Irradiated glaciers from the Chernobyl and Fukushima nuclear disasters now threaten the environment as they could release their stored radiation particles at any moment.
In a study presented at the European Geosciences Union's General Assembly, researchers discussed how ice and snow in glaciated areas can capture fallout from nuclear accidents and store them for long periods of time.
However, these glaciers are starting to melt at a rapid pace as a result of climate change. They are now at risk of releasing their contaminants into the environment, which could poison humans and wildlife alike.
Nuclear Fallout In Glaciers
Dr. Caroline Clason, an expert on physical geography from the University of Plymouth in the United Kingdom, led an international team of researchers in examining the effects of nuclear radiation on glaciers.
They focused their work on particles known as fallout radionuclides, which are the byproducts of nuclear weapons testings and accidents. These contaminants are often stored in ice surface sediments called cryoconite.
Clason and her colleagues traveled to different sites around the world, such as Greenland, Iceland, Norway, Sweden, and Antarctica. The FRNs detected in these environments have orders of magnitude that are higher than those found in non-glaciated areas.
The team's discovery underscores the role of glaciers, particularly the interaction between cryoconite and meltwater, in collecting contaminants in the atmosphere from various human activities.
The researchers also found that FRN buildup is not restricted to areas directly affected by nuclear activity such as in Chernobyl and Fukushima. This highlights the impacts of nuclear fallout and other atmospheric pollutants on the entire planet.
Clason said previous studies on nuclear accidents mainly focused on their impacts on humans and ecosystems in non-glaciated areas. However, evidence suggest that cryoconite on glaciers are more adept at collecting and storing dangerous levels of FRNs.

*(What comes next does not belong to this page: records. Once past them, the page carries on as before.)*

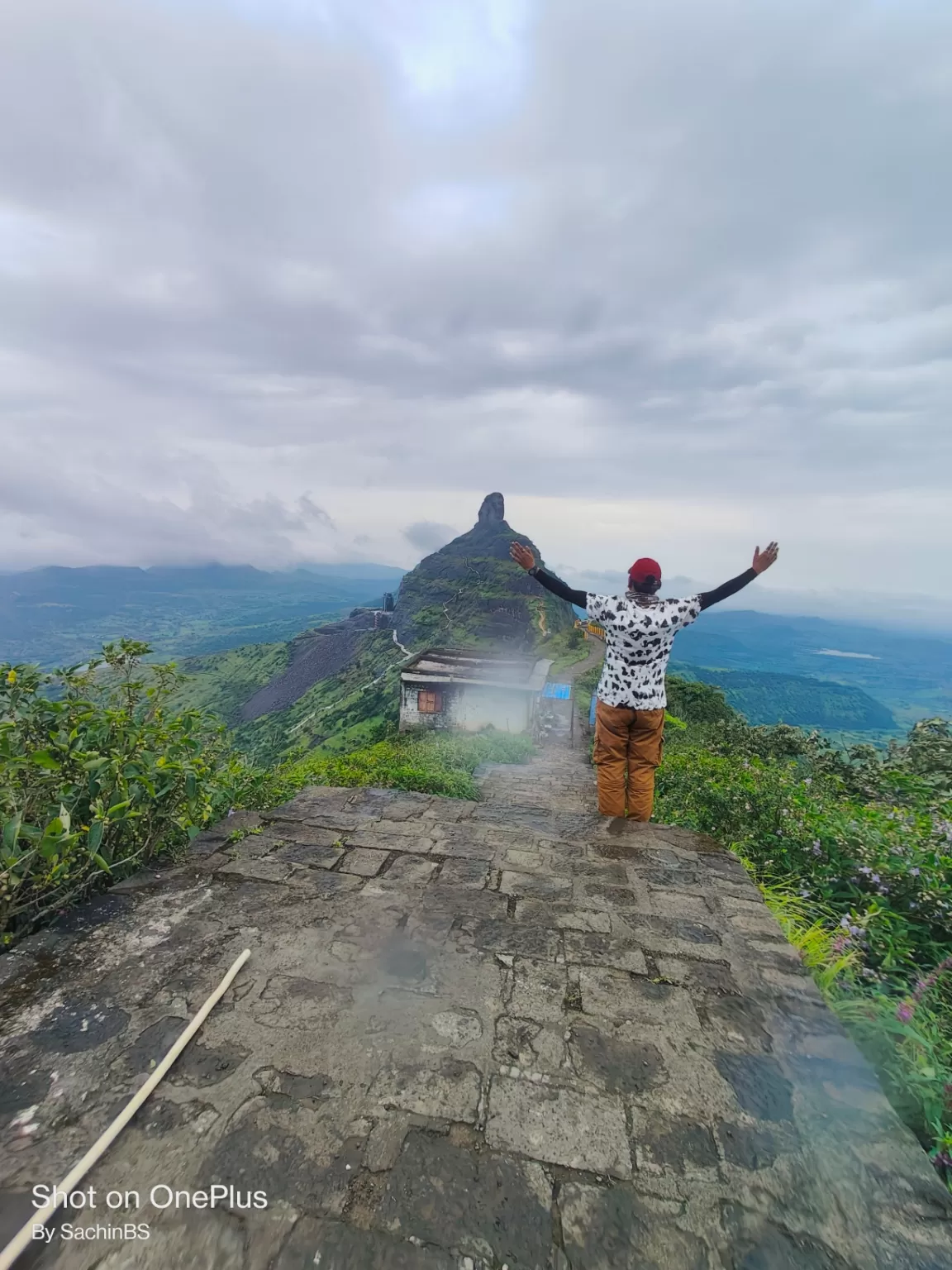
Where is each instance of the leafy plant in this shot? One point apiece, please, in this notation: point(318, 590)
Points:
point(853, 853)
point(94, 779)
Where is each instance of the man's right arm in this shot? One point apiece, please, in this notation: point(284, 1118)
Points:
point(526, 561)
point(558, 587)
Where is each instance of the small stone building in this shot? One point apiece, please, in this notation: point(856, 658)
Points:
point(469, 690)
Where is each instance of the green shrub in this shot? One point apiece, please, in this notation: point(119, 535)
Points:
point(423, 762)
point(95, 777)
point(853, 851)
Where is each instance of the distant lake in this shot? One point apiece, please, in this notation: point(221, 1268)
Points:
point(836, 652)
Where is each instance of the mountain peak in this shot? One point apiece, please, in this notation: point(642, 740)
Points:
point(493, 509)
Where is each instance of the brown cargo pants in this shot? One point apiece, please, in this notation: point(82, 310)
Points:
point(629, 743)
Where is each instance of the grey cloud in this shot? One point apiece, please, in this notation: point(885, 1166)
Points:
point(705, 246)
point(429, 535)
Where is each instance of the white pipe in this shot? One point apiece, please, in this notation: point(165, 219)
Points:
point(24, 1236)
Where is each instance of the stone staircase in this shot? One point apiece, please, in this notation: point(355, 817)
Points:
point(470, 1035)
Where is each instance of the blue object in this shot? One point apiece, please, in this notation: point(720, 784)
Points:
point(560, 691)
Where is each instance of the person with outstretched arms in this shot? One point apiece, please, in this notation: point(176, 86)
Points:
point(640, 629)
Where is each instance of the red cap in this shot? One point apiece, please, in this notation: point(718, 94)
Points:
point(644, 569)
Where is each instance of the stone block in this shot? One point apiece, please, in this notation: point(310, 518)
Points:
point(450, 1091)
point(309, 857)
point(563, 916)
point(612, 1229)
point(364, 862)
point(613, 995)
point(617, 1064)
point(673, 1143)
point(539, 991)
point(759, 1085)
point(464, 874)
point(559, 1127)
point(528, 1045)
point(336, 1246)
point(521, 938)
point(700, 976)
point(532, 884)
point(262, 870)
point(585, 948)
point(746, 1146)
point(490, 1210)
point(307, 834)
point(412, 870)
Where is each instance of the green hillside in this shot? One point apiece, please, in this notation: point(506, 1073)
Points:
point(909, 673)
point(765, 698)
point(468, 594)
point(61, 616)
point(222, 682)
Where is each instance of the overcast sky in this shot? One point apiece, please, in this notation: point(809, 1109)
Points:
point(300, 279)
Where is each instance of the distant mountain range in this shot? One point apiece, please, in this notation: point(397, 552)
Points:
point(763, 698)
point(772, 667)
point(60, 616)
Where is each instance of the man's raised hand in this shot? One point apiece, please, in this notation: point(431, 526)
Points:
point(765, 558)
point(522, 556)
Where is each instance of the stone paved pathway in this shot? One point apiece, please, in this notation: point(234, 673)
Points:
point(469, 1037)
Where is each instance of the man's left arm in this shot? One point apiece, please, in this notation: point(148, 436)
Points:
point(762, 561)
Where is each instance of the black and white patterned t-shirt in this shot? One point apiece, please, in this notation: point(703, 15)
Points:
point(639, 635)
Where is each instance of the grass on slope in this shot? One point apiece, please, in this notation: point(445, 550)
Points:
point(424, 762)
point(221, 682)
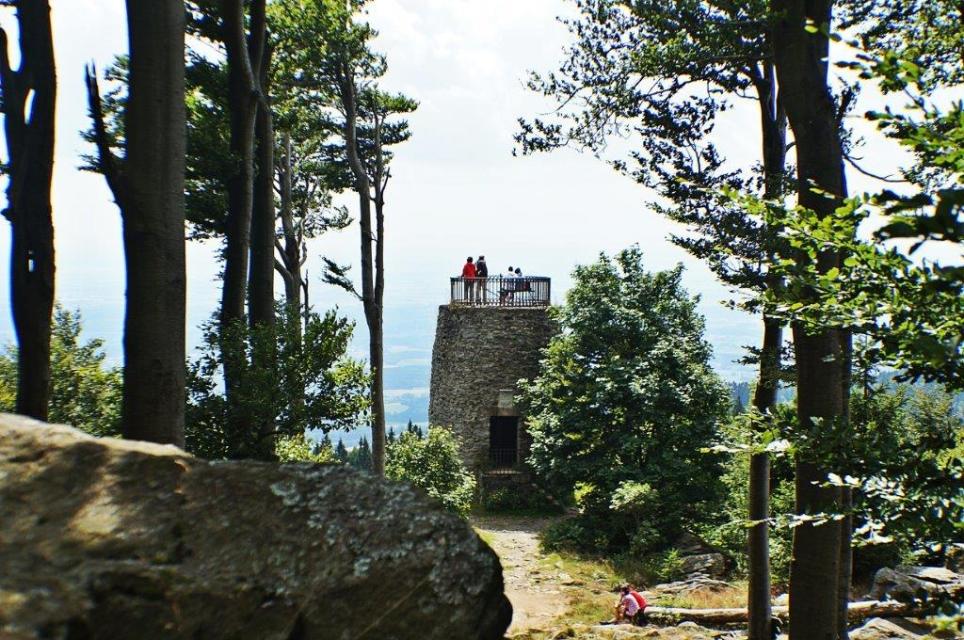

While high concentrations of FRNs have already been detected in the past, not much is known about how they could potentially impact the environment yet. This is something that Clason and her colleagues have been trying to explore in their research.
"Our collaborative work is beginning to address this because it is clearly important for the pro-glacial environment and downstream communities to understand any unseen threats they might face in the future," Clason said.
Effects Of Radiation Exposure
The high levels of radiation produced after a nuclear disaster can cause long-lasting effects on human health. The longer the body is exposed to the energy, the more cells and tissues are damaged.
One of the most visible health effects of radiation is hair loss (Alopecia), which often occurs when people are exposed to 200 rems or higher.
The brain is also susceptible to damaging from nuclear exposure. Radiation with 5,000 rems or higher can destroy small blood vessels and nerve cells, resulting in seizures and even immediate death in extreme cases.
High amounts of radioactive iodine can seriously damage the thyroid and other cells related to the gland. However, when used properly and in controlled doses, radioiodine can help treat thyroid cancer.
People exposed to 100 rems of radiation may experience a lowering of their lymphocyte cell counts. This leaves them more vulnerable to various infections.
Data from the Hiroshima and Nagasaki atomic bombing suggest that symptoms of this form of radiation sickness can last up to 10 years, and can increase the risk of developing lymphoma and leukemia.